И тогда моя мать произнесла спич, который сводился примерно к следующему:
— Остуди восторги и посмотри на это под другим углом зрения — мужчины бунтуют против власти, играют в свои любимые мужские игры — войнушки. Что ж, игры — есть игры, в них есть выигравшие, но бывают и проигравшие, таков закон бытия. Декабрьские же игроки, не задумываясь о результатах, сделали слишком высокие ставки, ведь проигравшие — а выиграть в той игре у них не было ни малейшего шанса, и они знали это — должны расплатиться не только своими жизнями, но и семьей, женой, малыми детьми, старыми родителями.
— Но они же не просто играли, а бунтовали против самодержавия, и это уже даже не благородство, а настоящий героизм, — я готова была стоять на своем до конца, потому что в правильности своей позиции абсолютно не сомневалась.
— А ты попробуй посмотреть на них не в идеологическом аспекте, как на политическую силу, а как на живых людей, в аспекте человеческом. Тогда ты увидишь, что благородное приобщение к высокому свободомыслию шло у них все тем же обычным мужским эгоистическим путем — за счет семьи… причем, тайно, не ставя близких в известность о своих играх и не спрашивая на то ничьего согласия.
— Но они же были связаны словом, общей тайной…
— Хотели красивых жестов — пожалуйста, но для этого лучше было оставаться одинокими, а не обзаводиться семьей, да еще и детьми.
— И все-таки это был благородный акт протеста, вызов произволу…
— Если не будешь зацикливаться на чистой театральщине и талдычить одни и те же клише, то сможешь отметить, что за этой красивостью стоит еще одна проблема — жены тут же, в обязательном порядке, должны, ну просто обязаны отправиться на каторгу вслед за героями…
— Что значит — должны? Почему — обязаны?
— Иначе в то время было и нельзя, от них все ждали этой жертвы — в газетах крики о традициях и высокой нравственности русских женщин вообще, а в частности, при встречах, будущим героиням задаются прямые вопросы о возможности следования за мужем или вопросы с подтекстами. Собираются пожертвования для отъезжающих, расписываются невероятные трудности сибирской каторги, из уст в уста передаются конкретные истории мужественного поведения членов семей, приводятся героические цитаты решившихся на поездку — мысль о необходимости жертвенности просто витала в воздухе. Большинство женщин не выдержало такого натиска и, конечно, принесло себя в жертву. Вот плата за бессмысленную радость мужчин, тот самый благородный акт — прогарцевать несколько минут на площади.

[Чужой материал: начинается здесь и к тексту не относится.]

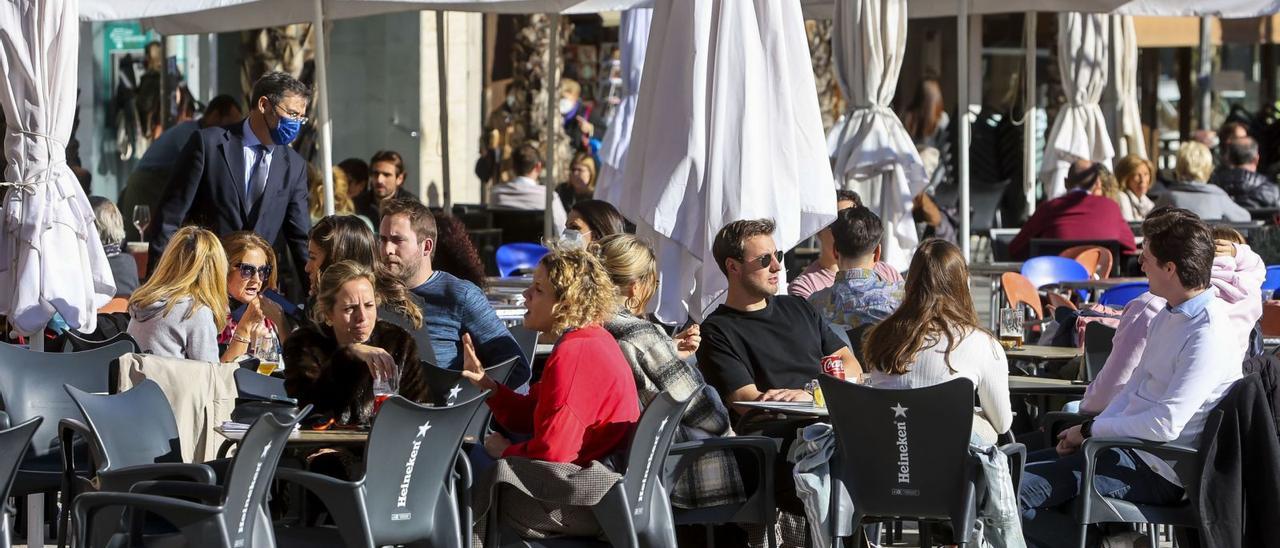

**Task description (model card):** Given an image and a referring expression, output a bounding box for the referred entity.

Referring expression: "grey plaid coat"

— Как хочешь, но это был высокий жертвенный порыв.
— Вот-вот, а из-за его картинности никому даже в голову не пришло подумать об одном маленьком пустячке — довообразить себе жизнь оставшихся в Петербурге семейств.
— А ты считаешь, что нужно было бросить сосланных? Да жены счастливы от того, что помогли своим мужьям, поддержав их своей решимостью разделить с ними участь!
— Догадайся эти несчастные женщины заблаговременно, чем занимаются претенденты на их руку, подумали бы десять раз, прежде чем эту руку им отдавать! Некоторые из них практически не знали своих будущих мужей до свадьбы. Та же Мария Волконская и после свадьбы виделась с мужем не слишком часто — провела с ним всего три месяца из года между свадьбой и арестом. В воспоминаниях ее отца есть строки о том, что муж бывал ей часто «несносен» — это за три-то месяца! Где уж тут говорить о счастье!
— Все равно, это — высокие образцы жертвенной женской любви, верности долгу.
— Да, слова красивые, а ведь за ними стоят сломленные жизни… причем, не только наших героинь поневоле, но и тех, кто к этому и не думал иметь какого-либо отношения…
— Зато кто знает имена каких-то там сытых барынек, которые всю жизнь благополучно провальсировали на балах? А эти — известны всем.